General case for a diagonizable matrix
$$S = U.\Lambda.U^{-1} =
\begin{pmatrix} 3 & 1 \\ 0 & 2 \end{pmatrix}
=\begin{pmatrix} 1 & -1 / \sqrt 2 \\
0 & 1 / \sqrt 2 \end{pmatrix}
\begin{pmatrix} 3 & 0 \\ 0 & 2 \end{pmatrix}
\begin{pmatrix} 1 & 1 \\ 0 & \sqrt 2 \end{pmatrix}$$
Multiplying by $S$ is equivalent to multiplying successively by $U^{-1}$, $\Lambda$ and $U$.
Matrix $U$ is made of columns which are the eigenvectors of $S$. Multiplying by $U^{-1}$ aligns the eigenvectors with the basis vectors.
Scaling by $\Lambda$ preserves the orientation of the eigenvectors, as they are aligned with the basis.

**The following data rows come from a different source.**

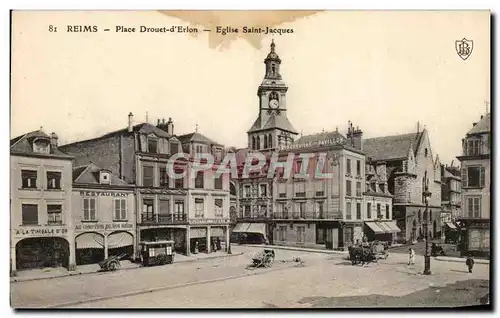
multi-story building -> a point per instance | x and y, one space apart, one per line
166 206
103 215
476 186
409 162
451 201
40 203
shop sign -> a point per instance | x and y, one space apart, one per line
103 226
102 194
209 221
41 231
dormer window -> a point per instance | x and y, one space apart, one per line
104 177
41 145
152 145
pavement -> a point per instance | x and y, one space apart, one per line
48 273
227 283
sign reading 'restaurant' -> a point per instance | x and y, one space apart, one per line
102 194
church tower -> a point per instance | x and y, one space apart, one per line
272 129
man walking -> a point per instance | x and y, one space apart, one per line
411 256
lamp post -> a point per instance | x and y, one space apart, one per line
427 257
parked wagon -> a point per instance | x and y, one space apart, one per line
361 254
112 263
157 253
263 259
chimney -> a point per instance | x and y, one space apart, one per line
170 126
53 140
130 120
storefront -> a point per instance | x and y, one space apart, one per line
95 242
39 247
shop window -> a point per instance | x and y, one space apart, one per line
89 209
218 207
147 176
163 177
120 209
199 180
53 180
29 178
54 214
218 182
30 214
199 207
179 214
348 191
348 211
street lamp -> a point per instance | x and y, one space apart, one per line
427 257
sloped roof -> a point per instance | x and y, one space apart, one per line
483 126
197 137
319 137
274 121
391 147
89 174
22 145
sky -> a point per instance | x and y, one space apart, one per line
384 71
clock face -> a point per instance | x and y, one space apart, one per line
273 103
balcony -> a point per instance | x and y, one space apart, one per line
163 219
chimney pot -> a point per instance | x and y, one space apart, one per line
130 120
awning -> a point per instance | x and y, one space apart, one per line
89 240
120 239
257 228
451 225
198 232
375 228
241 227
389 227
217 231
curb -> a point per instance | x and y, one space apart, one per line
291 248
13 280
459 260
152 290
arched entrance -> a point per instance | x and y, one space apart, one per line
42 252
89 248
120 242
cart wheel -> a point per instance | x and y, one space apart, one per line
113 265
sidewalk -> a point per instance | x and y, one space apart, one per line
460 260
48 273
301 249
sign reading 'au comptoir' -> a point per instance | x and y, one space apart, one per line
104 226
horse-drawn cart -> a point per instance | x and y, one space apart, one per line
112 263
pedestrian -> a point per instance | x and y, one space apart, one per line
411 256
470 263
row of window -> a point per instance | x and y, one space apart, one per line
349 167
358 212
30 179
30 214
473 177
300 233
348 187
164 180
247 191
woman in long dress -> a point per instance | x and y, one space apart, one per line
411 257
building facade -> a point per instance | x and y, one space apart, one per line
103 213
409 161
40 199
476 186
166 206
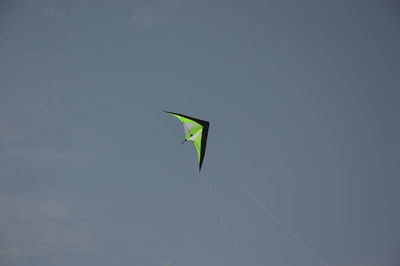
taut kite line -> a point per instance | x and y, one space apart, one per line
196 130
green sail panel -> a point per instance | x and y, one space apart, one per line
196 130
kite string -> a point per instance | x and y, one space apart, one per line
267 210
221 218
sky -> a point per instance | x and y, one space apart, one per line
303 103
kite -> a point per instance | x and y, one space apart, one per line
196 130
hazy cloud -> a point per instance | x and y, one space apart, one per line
41 229
152 15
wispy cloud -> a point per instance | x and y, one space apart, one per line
40 229
153 15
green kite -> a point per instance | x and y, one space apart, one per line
196 130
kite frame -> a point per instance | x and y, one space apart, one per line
204 133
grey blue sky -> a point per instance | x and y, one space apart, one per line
303 101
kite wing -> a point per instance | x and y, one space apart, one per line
196 130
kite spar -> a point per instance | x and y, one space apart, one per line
196 130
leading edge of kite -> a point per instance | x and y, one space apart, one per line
196 130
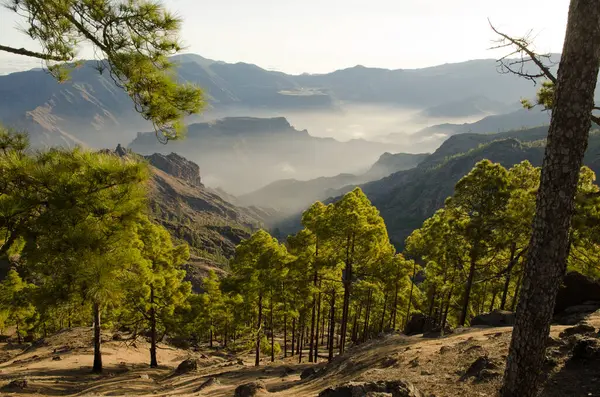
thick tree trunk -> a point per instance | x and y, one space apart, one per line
97 368
153 360
548 250
258 333
412 286
467 295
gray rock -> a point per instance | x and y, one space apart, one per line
363 389
497 318
186 366
579 329
250 389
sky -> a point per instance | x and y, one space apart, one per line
320 36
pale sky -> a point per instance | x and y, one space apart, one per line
319 36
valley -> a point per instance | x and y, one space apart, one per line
201 201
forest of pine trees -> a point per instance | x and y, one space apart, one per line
84 252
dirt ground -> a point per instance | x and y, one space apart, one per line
434 365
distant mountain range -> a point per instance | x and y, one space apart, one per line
288 196
241 154
89 109
406 198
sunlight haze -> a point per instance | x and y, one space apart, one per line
321 36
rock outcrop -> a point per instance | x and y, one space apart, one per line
497 318
362 389
177 166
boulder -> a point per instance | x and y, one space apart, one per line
363 389
477 368
497 318
579 329
186 366
250 389
208 383
586 349
419 323
576 290
17 384
307 373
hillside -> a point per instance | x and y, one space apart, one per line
90 109
291 195
406 198
240 154
211 225
59 365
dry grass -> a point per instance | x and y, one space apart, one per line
434 365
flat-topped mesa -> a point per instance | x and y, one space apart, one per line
178 166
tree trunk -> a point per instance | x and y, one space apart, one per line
347 290
354 333
383 312
331 326
367 315
511 264
313 319
395 308
272 330
412 285
467 295
548 250
301 341
97 340
285 336
317 331
258 334
293 334
153 360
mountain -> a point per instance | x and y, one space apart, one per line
289 196
465 107
211 225
240 154
89 109
406 198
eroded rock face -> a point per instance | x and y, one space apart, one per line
397 388
186 366
497 318
250 389
180 167
576 290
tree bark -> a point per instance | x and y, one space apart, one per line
511 264
153 360
316 353
331 326
258 328
412 286
97 368
548 250
467 295
293 334
347 290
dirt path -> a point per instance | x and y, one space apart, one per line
434 365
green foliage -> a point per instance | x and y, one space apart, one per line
132 39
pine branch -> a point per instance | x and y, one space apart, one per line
33 54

The scaled, but with unchanged orientation, eigenvectors are returned to their initial orientation by multiplying by $U$.
The eigenvectors:
$$v1=\begin{pmatrix} 1 \\ 0 \end{pmatrix} \text { and } v2=\begin{pmatrix} -1 / \sqrt 2 \\ 1 / \sqrt 2 \end{pmatrix}$$
are shown in color.
Specific case of a symmetric matrix
In the case of a real symmetric matrix $S$, $U$ is orthogonal. $U^{-1}=U^T$ and the relationship can be written:
$$S = U.\Lambda.U^T$$
$U$ is a unitary matrix, in the general case, a rotation matrix.
$$ S = \begin{pmatrix} 3 & \sqrt 2 \\ \sqrt 2 & 2 \end{pmatrix}
=\begin{pmatrix} \sqrt {2/3} & -1 / \sqrt 3 \\ 1 / \sqrt 3 & \sqrt {2/3} \end{pmatrix} \begin{pmatrix} 4 & 0 \\ 0 & 1 \end{pmatrix} \begin{pmatrix} \sqrt {2/3} & 1 / \sqrt 3 \\ -1 / \sqrt 3 & \sqrt {2/3} \end{pmatrix} $$
Does this imply that multiplying by any symmetric matrix $S$ is just a scaling by its eigenvalues.
Yes, but as shown, the scaling must be applied in the basis defined by the eigenvectors, or equivalently the basis can be changed prior to apply it. In the case of a real symmetric matrix, the eigenvectors are orthogonal.